Many persons have attempted to discover the distance of
the stars from the earth, and they have published as the
result, that the sun is nineteen times as far from the moon,
as the moon herself is from the earth[1]. Pythagoras, who
was a man of a very sagacious mind, computed the distance
from the earth to the moon to be 126,000 furlongs, that
from her to the sun is double this distance, and that it is
three times this distance to the twelve signs[2]; and this was
also the opinion of our countryman, Gallus Sulpicius[3].
1. Alexandre remarks, that Pliny mentions this, not as his own opinion,
but that of many persons; for, in chap. 21, he attempts to prove mathematically, that the moon is situated at an equal distance between the sun
and the earth; Lemaire, ii. 286.
2. Marcus remarks upon the inconsistency between the account here
given of Pythagoras's opinion, and what is generally supposed to have
been his theory of the planetary system, according to which the sun, and
not the earth, is placed in the centre; Enfield's Philosophy, i. 288, 289.

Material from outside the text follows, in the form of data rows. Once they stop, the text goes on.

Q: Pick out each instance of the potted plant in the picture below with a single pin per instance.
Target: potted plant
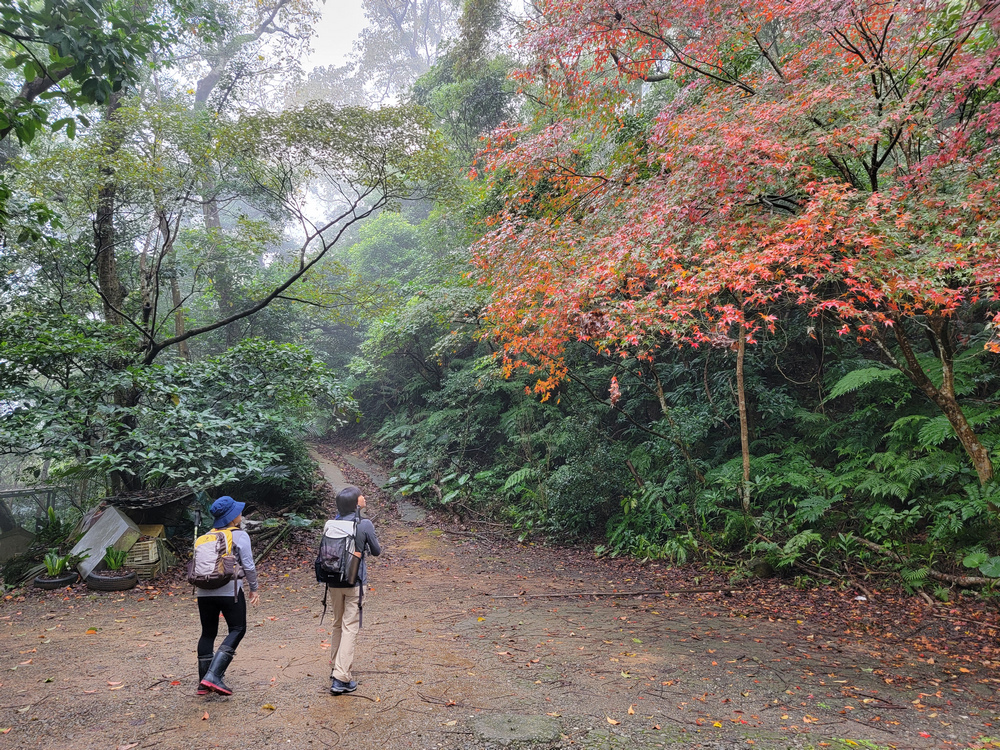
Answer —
(58, 572)
(113, 576)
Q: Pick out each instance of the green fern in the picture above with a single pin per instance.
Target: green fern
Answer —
(520, 476)
(852, 381)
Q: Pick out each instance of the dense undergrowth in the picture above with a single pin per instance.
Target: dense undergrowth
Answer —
(848, 460)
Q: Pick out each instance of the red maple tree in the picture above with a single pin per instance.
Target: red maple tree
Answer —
(841, 156)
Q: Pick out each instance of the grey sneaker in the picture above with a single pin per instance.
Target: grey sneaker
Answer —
(339, 688)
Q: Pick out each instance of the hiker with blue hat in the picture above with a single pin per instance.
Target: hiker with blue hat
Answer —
(222, 560)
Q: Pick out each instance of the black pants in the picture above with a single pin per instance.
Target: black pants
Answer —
(235, 612)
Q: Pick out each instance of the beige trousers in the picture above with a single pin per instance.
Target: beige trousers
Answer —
(346, 623)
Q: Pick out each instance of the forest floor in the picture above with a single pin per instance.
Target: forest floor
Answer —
(459, 650)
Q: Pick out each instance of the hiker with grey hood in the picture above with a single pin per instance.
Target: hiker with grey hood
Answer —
(227, 599)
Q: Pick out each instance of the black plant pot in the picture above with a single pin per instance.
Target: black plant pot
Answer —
(112, 580)
(50, 583)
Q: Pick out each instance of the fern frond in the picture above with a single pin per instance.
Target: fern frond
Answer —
(852, 381)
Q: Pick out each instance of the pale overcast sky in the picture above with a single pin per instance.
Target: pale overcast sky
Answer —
(336, 31)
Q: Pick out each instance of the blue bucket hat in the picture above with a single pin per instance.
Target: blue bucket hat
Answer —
(224, 510)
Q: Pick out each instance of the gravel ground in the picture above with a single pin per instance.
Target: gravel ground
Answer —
(459, 651)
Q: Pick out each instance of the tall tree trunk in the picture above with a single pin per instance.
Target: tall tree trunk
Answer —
(108, 282)
(741, 398)
(105, 260)
(944, 396)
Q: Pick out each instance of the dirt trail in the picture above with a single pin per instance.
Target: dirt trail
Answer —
(443, 662)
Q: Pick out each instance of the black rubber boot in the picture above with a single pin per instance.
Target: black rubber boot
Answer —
(204, 662)
(217, 670)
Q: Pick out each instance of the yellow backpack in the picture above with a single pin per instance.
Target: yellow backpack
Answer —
(213, 564)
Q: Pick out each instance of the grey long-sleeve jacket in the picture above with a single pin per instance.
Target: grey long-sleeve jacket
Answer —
(243, 552)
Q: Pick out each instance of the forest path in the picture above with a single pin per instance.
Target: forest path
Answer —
(444, 661)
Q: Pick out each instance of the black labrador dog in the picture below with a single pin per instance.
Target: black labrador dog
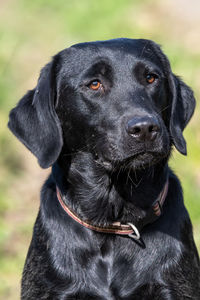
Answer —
(112, 223)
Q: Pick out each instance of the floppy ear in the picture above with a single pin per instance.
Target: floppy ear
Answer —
(34, 120)
(183, 105)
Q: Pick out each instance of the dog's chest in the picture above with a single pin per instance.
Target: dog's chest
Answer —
(118, 269)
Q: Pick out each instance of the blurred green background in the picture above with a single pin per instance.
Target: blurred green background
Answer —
(30, 33)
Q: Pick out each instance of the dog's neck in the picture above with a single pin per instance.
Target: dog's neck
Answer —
(104, 197)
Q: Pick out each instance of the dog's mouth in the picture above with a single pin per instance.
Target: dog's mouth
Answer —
(140, 160)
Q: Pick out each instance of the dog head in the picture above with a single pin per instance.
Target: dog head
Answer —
(117, 100)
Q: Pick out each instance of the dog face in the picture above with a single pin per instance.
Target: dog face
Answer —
(116, 99)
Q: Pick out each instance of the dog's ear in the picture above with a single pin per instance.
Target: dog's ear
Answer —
(34, 120)
(183, 105)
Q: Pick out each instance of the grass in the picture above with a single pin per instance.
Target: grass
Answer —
(30, 33)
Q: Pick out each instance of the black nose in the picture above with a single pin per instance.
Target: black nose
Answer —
(143, 128)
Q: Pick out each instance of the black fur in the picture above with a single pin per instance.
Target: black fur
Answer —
(106, 174)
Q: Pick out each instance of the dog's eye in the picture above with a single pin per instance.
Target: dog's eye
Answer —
(150, 78)
(95, 85)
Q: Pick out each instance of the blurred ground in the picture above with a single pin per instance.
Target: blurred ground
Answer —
(30, 33)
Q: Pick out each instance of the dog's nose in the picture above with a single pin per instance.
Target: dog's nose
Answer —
(143, 128)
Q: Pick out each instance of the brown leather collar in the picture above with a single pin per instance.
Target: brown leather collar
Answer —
(117, 228)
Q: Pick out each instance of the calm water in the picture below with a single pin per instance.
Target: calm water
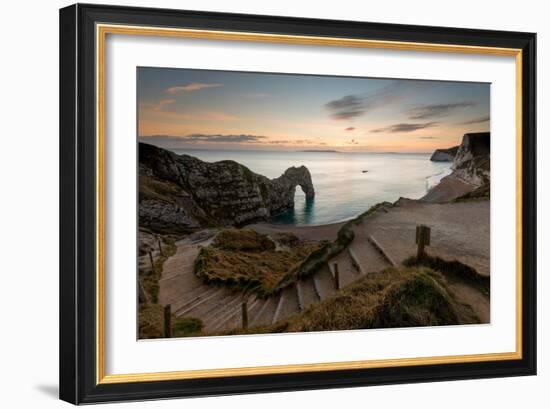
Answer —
(342, 190)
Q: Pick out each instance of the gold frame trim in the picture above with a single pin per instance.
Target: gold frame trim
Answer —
(102, 30)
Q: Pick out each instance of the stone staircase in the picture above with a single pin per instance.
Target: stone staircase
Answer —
(220, 309)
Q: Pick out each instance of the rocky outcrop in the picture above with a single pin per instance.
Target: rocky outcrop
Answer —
(181, 192)
(471, 170)
(472, 163)
(444, 155)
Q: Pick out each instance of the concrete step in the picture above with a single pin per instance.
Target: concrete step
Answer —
(264, 316)
(288, 304)
(194, 297)
(371, 260)
(215, 297)
(307, 295)
(324, 282)
(233, 318)
(348, 273)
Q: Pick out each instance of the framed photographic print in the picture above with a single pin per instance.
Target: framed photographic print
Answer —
(258, 203)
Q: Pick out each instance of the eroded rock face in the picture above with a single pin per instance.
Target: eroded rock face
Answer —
(181, 192)
(472, 163)
(444, 155)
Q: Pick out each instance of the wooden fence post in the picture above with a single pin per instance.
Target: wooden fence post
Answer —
(168, 321)
(151, 260)
(244, 309)
(422, 239)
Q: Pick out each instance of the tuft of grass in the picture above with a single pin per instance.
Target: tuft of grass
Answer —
(242, 240)
(328, 250)
(392, 298)
(151, 323)
(186, 327)
(453, 269)
(285, 239)
(149, 277)
(247, 260)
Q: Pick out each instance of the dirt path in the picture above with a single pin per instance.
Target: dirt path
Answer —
(459, 231)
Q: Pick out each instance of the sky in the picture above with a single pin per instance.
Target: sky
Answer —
(207, 109)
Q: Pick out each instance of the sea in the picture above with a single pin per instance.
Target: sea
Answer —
(346, 183)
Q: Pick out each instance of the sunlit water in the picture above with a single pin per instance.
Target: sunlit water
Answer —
(342, 189)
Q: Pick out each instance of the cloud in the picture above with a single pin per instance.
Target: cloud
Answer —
(404, 127)
(255, 95)
(162, 103)
(202, 138)
(436, 110)
(346, 107)
(352, 106)
(295, 142)
(479, 120)
(192, 86)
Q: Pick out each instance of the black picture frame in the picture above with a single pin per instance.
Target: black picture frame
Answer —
(78, 354)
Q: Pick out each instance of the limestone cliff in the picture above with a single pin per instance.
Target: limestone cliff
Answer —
(181, 192)
(471, 171)
(472, 163)
(444, 155)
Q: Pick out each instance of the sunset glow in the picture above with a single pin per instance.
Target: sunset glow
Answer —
(204, 109)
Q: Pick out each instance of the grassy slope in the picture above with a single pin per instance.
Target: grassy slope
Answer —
(248, 260)
(393, 298)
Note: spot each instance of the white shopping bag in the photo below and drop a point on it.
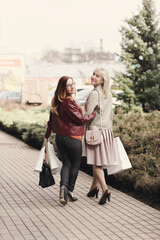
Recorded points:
(47, 152)
(120, 158)
(54, 163)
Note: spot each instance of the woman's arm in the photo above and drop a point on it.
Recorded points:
(74, 113)
(49, 126)
(91, 102)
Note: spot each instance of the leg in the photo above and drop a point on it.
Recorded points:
(100, 176)
(75, 156)
(63, 151)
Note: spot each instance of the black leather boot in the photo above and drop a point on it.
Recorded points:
(63, 195)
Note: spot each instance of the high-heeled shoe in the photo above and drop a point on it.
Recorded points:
(106, 196)
(63, 195)
(71, 198)
(93, 192)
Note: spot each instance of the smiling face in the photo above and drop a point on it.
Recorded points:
(96, 78)
(70, 87)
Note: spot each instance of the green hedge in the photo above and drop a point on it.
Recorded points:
(139, 132)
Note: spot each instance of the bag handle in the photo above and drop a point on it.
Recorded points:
(99, 97)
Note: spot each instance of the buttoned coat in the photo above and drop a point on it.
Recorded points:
(97, 102)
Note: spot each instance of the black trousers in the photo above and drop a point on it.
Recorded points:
(70, 151)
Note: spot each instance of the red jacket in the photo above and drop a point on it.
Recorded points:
(70, 119)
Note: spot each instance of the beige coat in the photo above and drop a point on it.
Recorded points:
(94, 102)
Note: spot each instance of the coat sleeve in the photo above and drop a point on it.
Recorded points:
(75, 114)
(91, 102)
(49, 126)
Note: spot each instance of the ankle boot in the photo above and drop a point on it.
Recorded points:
(63, 195)
(93, 192)
(71, 198)
(106, 196)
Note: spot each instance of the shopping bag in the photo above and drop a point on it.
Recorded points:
(41, 157)
(120, 158)
(47, 153)
(46, 178)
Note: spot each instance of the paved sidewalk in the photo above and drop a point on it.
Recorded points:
(30, 212)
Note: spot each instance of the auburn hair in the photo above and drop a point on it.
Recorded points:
(60, 94)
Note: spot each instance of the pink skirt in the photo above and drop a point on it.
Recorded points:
(101, 155)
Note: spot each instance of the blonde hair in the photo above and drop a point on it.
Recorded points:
(105, 75)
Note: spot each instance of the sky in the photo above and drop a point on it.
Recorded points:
(33, 26)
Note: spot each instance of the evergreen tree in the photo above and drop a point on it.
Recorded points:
(141, 56)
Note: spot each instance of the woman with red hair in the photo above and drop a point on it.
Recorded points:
(66, 121)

Yet we find that Plato, and many others among the ancients, give us the
same account of Pythagoras's doctrine of the respective distances of the
heavenly bodies; Ajasson, ii. 374. Plato in his Timæus, 9. p. 312–315,
details the complicated arrangement which he supposes to constitute the
proportionate distances of the planetary bodies.
3. Sulpicius has already been mentioned, in the ninth chapter of this
book, as being the first among the Romans who gave a popular
explanation of the cause of eclipses.